With that in mind, here are some quick and easy ways to avoid pesticides in the home:
1. According to the Environmental Working Group, you can reduce your family’s pesticide exposure by 80 percent, just by avoiding (or choosing organic) the following “dirty dozen” foods: apples, bell peppers, celery, peaches, nectarines, blueberries, grapes, strawberries, lettuce, cucumbers, potatoes and spinach.
2. When in doubt, go for things you can peel by hand. For example, when faced with a non-organic fruit bowl, choose an orange over an apple, which can contain as many as 48 different pesticide residues.
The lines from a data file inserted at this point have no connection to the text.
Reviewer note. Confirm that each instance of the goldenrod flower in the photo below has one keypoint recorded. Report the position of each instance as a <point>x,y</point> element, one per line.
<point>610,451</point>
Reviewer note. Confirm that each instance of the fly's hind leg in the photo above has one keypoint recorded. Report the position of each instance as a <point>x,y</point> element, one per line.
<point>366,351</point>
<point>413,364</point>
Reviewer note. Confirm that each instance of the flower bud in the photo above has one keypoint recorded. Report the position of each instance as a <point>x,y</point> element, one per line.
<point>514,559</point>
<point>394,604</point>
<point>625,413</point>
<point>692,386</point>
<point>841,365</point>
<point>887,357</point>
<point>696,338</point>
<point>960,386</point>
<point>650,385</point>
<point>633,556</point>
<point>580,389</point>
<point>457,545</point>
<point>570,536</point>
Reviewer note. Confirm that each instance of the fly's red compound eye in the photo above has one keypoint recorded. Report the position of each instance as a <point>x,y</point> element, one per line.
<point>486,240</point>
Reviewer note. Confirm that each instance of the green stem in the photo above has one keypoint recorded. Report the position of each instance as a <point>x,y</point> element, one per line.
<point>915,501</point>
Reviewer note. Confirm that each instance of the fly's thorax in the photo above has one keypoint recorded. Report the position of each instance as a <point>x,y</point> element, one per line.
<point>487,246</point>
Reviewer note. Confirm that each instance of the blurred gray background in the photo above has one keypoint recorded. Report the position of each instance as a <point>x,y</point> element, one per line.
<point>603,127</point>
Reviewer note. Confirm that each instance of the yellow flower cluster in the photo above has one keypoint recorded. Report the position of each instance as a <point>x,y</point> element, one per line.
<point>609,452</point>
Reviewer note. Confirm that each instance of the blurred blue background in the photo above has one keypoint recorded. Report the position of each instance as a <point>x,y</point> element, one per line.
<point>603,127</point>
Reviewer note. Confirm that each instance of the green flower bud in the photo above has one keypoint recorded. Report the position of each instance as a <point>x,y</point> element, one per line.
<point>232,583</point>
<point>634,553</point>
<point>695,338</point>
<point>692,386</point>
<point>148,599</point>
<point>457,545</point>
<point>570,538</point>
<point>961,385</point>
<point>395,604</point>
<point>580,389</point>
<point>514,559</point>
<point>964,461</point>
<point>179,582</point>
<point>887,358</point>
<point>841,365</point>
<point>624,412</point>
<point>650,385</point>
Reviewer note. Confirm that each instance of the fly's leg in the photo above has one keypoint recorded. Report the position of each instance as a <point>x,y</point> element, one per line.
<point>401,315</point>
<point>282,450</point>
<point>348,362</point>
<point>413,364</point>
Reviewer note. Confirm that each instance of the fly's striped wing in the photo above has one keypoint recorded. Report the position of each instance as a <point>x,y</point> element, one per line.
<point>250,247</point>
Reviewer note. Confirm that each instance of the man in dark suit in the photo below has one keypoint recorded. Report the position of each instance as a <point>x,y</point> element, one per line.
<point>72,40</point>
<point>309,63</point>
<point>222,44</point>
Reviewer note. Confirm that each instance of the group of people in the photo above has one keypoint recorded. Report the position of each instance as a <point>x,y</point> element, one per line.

3. Wash with soap-and-water, which the FDA says is just as effective as pesticide antibacterials like triclosan in fighting germs. Can’t get to a faucet? Look for alcohol based sanitizing products that depend on natural ingredients to keep hands clean on the go.
4. Use tried-and-true tricks like red pepper flakes for ants and soapy wine traps for fruit flies to deal with pests. Keeping your counters and cabinets crumb-free helps to deter bugs in the first place.
5. Got pets? Rather than using a pesticide-heavy collar, look for those that depend on citronella and rosemary, which repel fleas, and/or naturally derived pyrethrin (from chrysanthemums) or d-Limonene (from citrus).
6. Finally, I’m not a big believer in the idea that humans absorb pesticides from clothes—just washing before you wear solves most of that problem. But I also know that six of the seven insecticides used in cotton production are classified as hazardous by the World Health Organization, and that on a global scale, cotton accounts for 16% of the world’s insecticides—more than any other single crop. With that big picture in mind, choosing organic clothing—and/or limiting consumption through thrifting and swapping—just makes sense.
Follow these steps—and share them with your friends and family! If we’re all singing the same song, the record won’t sound so broken, after all.